Quelles sont les évolutions des stratégies et des pratiques de ces systèmes de chameaux et leur diversité en termes de fonctionnement notamment en matière de déplacement ou mobilité ?

L’émergence de la vente de lait et de la viande de jeune chamelon montre-t-elle des pratiques maitrisées et des mises en marché valorisant le travail de l’éleveur ?

Sont-ils en mesure de maintenir les multiples fonctions des écosystèmes broutés et leur résilience aux dangers climatiques?

Quelles peuvent être les tensions ou les contraires aux facteurs d'accord qui peuvent émerger de ces nouveaux modèles?

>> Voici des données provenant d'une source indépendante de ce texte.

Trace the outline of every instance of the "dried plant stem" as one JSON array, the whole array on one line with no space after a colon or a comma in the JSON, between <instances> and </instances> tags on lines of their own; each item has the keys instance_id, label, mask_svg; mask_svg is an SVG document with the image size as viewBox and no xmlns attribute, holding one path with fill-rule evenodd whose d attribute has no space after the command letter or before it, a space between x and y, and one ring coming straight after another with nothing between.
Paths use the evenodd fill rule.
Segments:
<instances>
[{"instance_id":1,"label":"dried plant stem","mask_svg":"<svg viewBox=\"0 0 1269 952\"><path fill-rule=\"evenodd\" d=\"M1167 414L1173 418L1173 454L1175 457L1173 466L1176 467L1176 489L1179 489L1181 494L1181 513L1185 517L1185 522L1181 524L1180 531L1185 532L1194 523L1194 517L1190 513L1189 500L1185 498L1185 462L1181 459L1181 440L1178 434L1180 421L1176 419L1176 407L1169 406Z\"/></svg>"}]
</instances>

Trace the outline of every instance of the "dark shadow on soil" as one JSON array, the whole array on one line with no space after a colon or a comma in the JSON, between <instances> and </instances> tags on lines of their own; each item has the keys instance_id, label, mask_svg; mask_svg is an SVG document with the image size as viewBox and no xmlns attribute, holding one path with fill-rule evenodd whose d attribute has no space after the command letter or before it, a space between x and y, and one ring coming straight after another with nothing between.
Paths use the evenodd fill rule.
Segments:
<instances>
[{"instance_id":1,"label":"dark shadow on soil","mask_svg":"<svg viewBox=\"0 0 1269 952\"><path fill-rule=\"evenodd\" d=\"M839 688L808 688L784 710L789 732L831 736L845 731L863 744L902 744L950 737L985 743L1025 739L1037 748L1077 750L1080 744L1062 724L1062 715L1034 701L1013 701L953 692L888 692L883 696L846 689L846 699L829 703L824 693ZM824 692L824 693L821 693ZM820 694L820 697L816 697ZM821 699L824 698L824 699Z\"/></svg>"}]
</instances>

Principaux enjeux du projet

Cette proposition soulève les enjeux et les défis du développement rural pour les décideurs politiques en termes d’emploi et de sécurité alimentaire connaissant le succès récent de la viande et du lait de chameau au niveau national. D'un point de vue scientifique, les systèmes de dromadaires en termes de production et leur comportement spatial en conduite libre sont encore insuffisamment explorés. En outre, peu de recherches ont porté sur les différentes formes de commercialisation de ces produits qui sont encore à un stade précoce de l'organisation. Plus généralement, la contribution socio-économique et écologique de ces systèmes en termes de produits et de services aux différentes échelles locales n'a pas été bien étudiée pour permettre aux acteurs locaux et nationaux d'élaborer des actions cohérentes et durables pour ces zones. Par conséquent, cette proposition vise à fournir des éclairages sur ces systèmes et de leurs trajectoires au cours des dernières décennies afin d'aborder la durabilité des différents systèmes d’élevage et de leurs écosystèmes. Le projet propose d'examiner les changements majeurs (sociaux, économiques et techniques) qui ont affecté ces environnements au cours des dernières décennies en connaissant les rôles de l'élevage de chameaux dans l'occupation et la gestion des pâturages (le désert du Sahara représente environ 8 000 000 km² et couvre 10 pays) ; Des rôles qui n'ont pas été suffisamment pris en compte par la recherche, le développement et les décideurs publics. De plus, la recherche et l'action de nouvelles alternatives durables et productives dans les zones éloignées deviennent de plus en plus stratégiques.